By Peter Lee
See below for excerpts from a recent Euromoney feature. For the full article, see here.
Digital technology is finally coming into play for the US loan market and soon in Europe.
Versana, a technology company founded by leading agent banks in the syndicated loan market to capture digitally the ever-changing data on corporate loans and make it available to lending banks in close to real time through APIs, achieved a key breakthrough with JPMorgan.
JPMorgan, a founding bank, has achieved straight-through processing on a number of term loans and revolving credits, sending as an agent and receiving as a lender, in close to real time, new updates on loans without any manual re-inputting of data.
This is straight-through processing of the data essential for lending banks to understand changes in the underlying cash flows and in their own risk positions on loans that they already hold.
A bondholder knows the price it paid for a bond, the amount it will get back at maturity, while the coupon is fixed.
“Trade data is on Trace [Finra’s Trade Reporting and Compliance Engine] and relatively straightforward compared to corporate loans,” says Cynthia Sachs, founding chief executive officer of Versana. “You just need an identifier, amount, price and date to process a transaction. For loans, which are floating rate, not fixed coupon, you now have to manage changing, rolling, underlying Sofr contracts and interest accruals.”

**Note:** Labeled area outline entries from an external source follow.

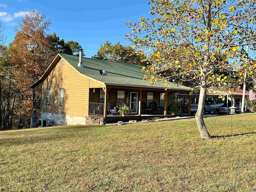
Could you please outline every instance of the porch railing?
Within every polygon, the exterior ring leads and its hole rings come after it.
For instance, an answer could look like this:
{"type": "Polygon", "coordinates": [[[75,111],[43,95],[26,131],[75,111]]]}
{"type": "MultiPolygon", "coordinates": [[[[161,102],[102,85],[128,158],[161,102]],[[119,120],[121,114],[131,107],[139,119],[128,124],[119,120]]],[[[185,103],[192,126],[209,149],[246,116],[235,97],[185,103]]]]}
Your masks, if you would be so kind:
{"type": "Polygon", "coordinates": [[[176,106],[180,111],[181,113],[188,113],[188,105],[186,104],[175,104],[174,106],[176,106]]]}
{"type": "Polygon", "coordinates": [[[103,116],[104,115],[104,104],[89,102],[89,114],[103,116]]]}
{"type": "Polygon", "coordinates": [[[33,108],[34,109],[40,109],[40,99],[35,99],[33,102],[33,108]]]}

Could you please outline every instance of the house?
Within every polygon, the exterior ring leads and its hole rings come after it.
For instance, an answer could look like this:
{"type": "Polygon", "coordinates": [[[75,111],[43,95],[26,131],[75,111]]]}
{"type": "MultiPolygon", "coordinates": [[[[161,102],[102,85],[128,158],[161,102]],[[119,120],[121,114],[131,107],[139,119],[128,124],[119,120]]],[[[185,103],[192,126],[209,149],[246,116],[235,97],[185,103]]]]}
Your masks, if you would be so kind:
{"type": "Polygon", "coordinates": [[[163,82],[148,84],[143,80],[140,66],[84,58],[83,50],[79,57],[58,54],[30,87],[34,95],[32,127],[37,111],[41,119],[50,119],[54,124],[85,124],[91,117],[114,118],[108,109],[115,113],[115,108],[123,103],[140,116],[156,113],[148,110],[154,102],[161,110],[157,112],[166,115],[174,93],[190,92],[189,88],[170,82],[166,90],[163,82]]]}

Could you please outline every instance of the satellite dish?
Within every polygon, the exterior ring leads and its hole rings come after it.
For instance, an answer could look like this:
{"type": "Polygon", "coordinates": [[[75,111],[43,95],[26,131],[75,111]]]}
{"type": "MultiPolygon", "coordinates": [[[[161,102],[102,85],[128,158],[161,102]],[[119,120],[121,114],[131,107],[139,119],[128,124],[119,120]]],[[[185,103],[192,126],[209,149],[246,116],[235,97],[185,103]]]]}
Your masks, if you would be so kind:
{"type": "Polygon", "coordinates": [[[102,77],[103,76],[106,76],[108,74],[108,73],[105,70],[103,70],[103,69],[100,70],[100,73],[101,75],[101,78],[100,78],[100,80],[102,79],[102,77]]]}

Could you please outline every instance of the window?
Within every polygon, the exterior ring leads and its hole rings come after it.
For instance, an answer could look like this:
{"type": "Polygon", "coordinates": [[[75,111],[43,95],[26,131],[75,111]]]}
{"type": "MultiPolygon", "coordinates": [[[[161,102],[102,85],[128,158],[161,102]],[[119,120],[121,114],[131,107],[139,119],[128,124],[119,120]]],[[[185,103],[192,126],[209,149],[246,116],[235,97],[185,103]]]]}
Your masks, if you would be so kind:
{"type": "Polygon", "coordinates": [[[46,89],[46,100],[45,104],[50,105],[50,89],[46,89]]]}
{"type": "Polygon", "coordinates": [[[164,106],[164,93],[160,93],[160,100],[159,100],[159,106],[164,106]]]}
{"type": "Polygon", "coordinates": [[[117,96],[116,97],[116,102],[119,102],[121,105],[124,103],[125,99],[125,91],[117,91],[117,96]]]}
{"type": "Polygon", "coordinates": [[[147,106],[149,107],[152,106],[154,101],[154,92],[148,92],[147,93],[147,106]]]}
{"type": "Polygon", "coordinates": [[[60,89],[59,104],[60,105],[64,105],[64,89],[60,89]]]}
{"type": "Polygon", "coordinates": [[[102,89],[100,89],[100,103],[104,103],[105,100],[105,92],[102,89]]]}

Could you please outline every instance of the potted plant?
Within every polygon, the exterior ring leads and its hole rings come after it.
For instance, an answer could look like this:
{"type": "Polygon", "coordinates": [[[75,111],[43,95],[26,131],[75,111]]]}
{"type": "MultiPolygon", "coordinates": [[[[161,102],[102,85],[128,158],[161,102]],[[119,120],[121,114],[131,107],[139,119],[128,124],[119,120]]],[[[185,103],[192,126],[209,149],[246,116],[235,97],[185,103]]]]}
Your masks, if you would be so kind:
{"type": "Polygon", "coordinates": [[[126,104],[123,104],[119,108],[118,112],[122,114],[122,116],[125,116],[130,113],[130,108],[126,104]]]}
{"type": "Polygon", "coordinates": [[[170,108],[170,112],[172,115],[175,115],[176,114],[179,114],[180,111],[178,107],[172,106],[170,108]]]}

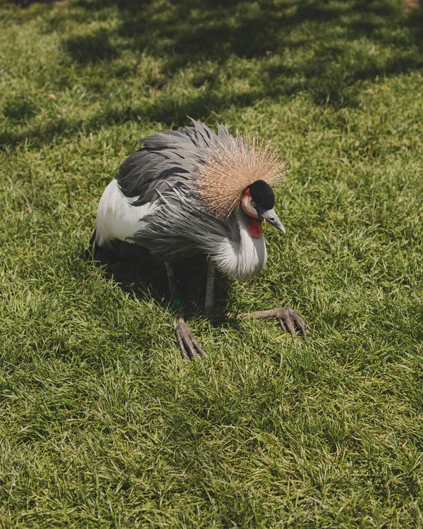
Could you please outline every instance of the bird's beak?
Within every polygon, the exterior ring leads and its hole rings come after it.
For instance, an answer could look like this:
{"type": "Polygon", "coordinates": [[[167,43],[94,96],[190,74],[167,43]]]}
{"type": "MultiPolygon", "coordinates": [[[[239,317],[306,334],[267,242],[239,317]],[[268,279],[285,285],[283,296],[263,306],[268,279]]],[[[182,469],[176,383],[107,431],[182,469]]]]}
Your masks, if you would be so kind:
{"type": "Polygon", "coordinates": [[[262,218],[266,220],[272,226],[274,226],[276,229],[279,230],[283,233],[286,233],[283,224],[279,220],[279,217],[274,209],[269,209],[268,211],[264,212],[264,213],[262,214],[262,218]]]}

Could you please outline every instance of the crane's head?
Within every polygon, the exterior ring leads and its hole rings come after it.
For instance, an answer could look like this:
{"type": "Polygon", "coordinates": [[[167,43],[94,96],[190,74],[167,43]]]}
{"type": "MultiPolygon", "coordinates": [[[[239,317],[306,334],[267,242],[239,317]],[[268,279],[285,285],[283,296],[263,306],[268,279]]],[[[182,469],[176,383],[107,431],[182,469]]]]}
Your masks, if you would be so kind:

And that is just one dynamic component. A change in principal outstanding through an early prepay or amortization will feed through to changes in different calculations and even voting rights if a borrower requests an amendment.
“That’s one reason why restructuring proposals can take so long,” Sachs says. “We have over 250 separate data fields for loans, and it’s required an enormous amount of work to normalize all that data.”